Women who adopt certain eating patterns are far more likely to reach age 70 with their good health intact, according to a recent study, conducted by scientists from Brigham and Women’s Hospital and Harvard.
Researchers analyzed the dietary habits and health of over 10,000 women enrolled in the Nurses’ Health Study, a long-term epidemiological study on women’s health. Those who adhered to a Mediterranean-style diet were 40 percent more likely to turn 70 with fewer incidences of physical disability, cognitive decline and chronic disease (i.e. Parkinson’s, Type 2 diabetes, and cancer).
“Better diet quality at midlife seems to be strongly linked to greater health and well-being in persons surviving to older ages,” study authors note.
The connection between dietary habits and overall health is well-established. The Mediterranean diet in particular has been linked with a host of potential positives—from guarding against certain cancers to possibly providing protection against Alzheimer’s disease.

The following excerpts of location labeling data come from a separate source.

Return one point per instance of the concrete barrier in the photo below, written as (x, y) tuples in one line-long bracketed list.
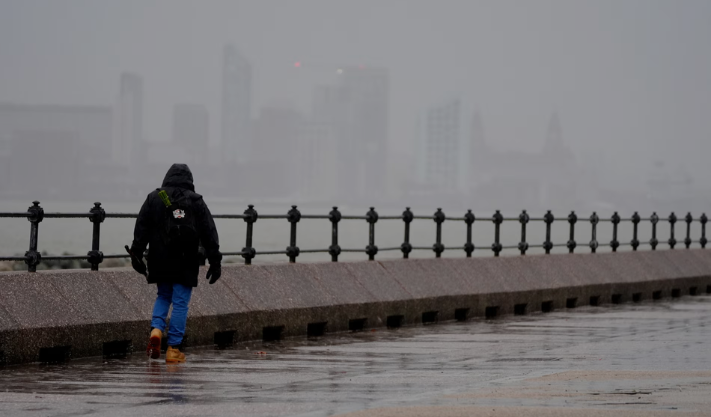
[(53, 315)]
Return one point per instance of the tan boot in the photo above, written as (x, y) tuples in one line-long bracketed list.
[(153, 349), (173, 355)]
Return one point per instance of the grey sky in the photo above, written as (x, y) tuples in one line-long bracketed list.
[(632, 77)]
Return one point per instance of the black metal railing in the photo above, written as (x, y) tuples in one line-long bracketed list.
[(35, 214)]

But research into whether the diet promotes healthy aging hasn’t been investigated on this large of a scale before.
The women in the study didn’t stick to a strict interpretation of the Mediterranean diet; rather, they regularly practiced certain nutritional principles:
Gorge on greens: Organic fruits and vegetables are staples of any healthy eating plan. Broccoli, spinach and kale are nutritional powerhouses, offering an array of disease-fighting vitamins and nutrients. Bananas, apples and berries are touted as some of the top players in the fruit category. Avocado is versatile and offers a good dose of heart-healthy fat.
Seek whole grains: The distinguishing characteristic of whole grains is that they are unrefined—they still have their germ and bran intact. This means whole grains maintain their maximum amount of fiber, vitamins and iron. Examples of healthy whole grains include: bulgur, quinoa, rolled oats, millet, barley, brown rice, whole grain pasta and bread.

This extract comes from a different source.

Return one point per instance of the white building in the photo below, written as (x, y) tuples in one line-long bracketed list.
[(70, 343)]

Go fish and nuts: Protein in the Mediterranean diet generally comes from nuts, fish and beans. Almonds, cashews and pistachio nuts have some of the best health benefits. Salmon and tilapia are good choices for fish. Kidney beans and pinto beans pack some of the highest antioxidant amounts, according to the U.S. Department of Agriculture.

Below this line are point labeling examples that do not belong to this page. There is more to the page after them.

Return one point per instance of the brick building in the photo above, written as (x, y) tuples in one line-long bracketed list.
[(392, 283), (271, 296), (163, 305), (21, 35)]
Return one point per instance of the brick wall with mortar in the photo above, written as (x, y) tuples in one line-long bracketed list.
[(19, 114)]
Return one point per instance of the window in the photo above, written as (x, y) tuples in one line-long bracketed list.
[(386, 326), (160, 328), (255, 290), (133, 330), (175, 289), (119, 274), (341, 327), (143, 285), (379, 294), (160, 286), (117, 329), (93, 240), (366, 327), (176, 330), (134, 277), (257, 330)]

Alcohol as an indulgence: The benefits and detriments of alcohol have long been debated. Red wine, in particular, appears to provide some health advantages, if consumed in moderate amounts.
Even though everyone loves a “superfood,” the bottom line of most studies regarding diet and health is that good nutrition is mostly about balance. Like the rest of life, it’s important to seek out more of the good stuff, less of the bad.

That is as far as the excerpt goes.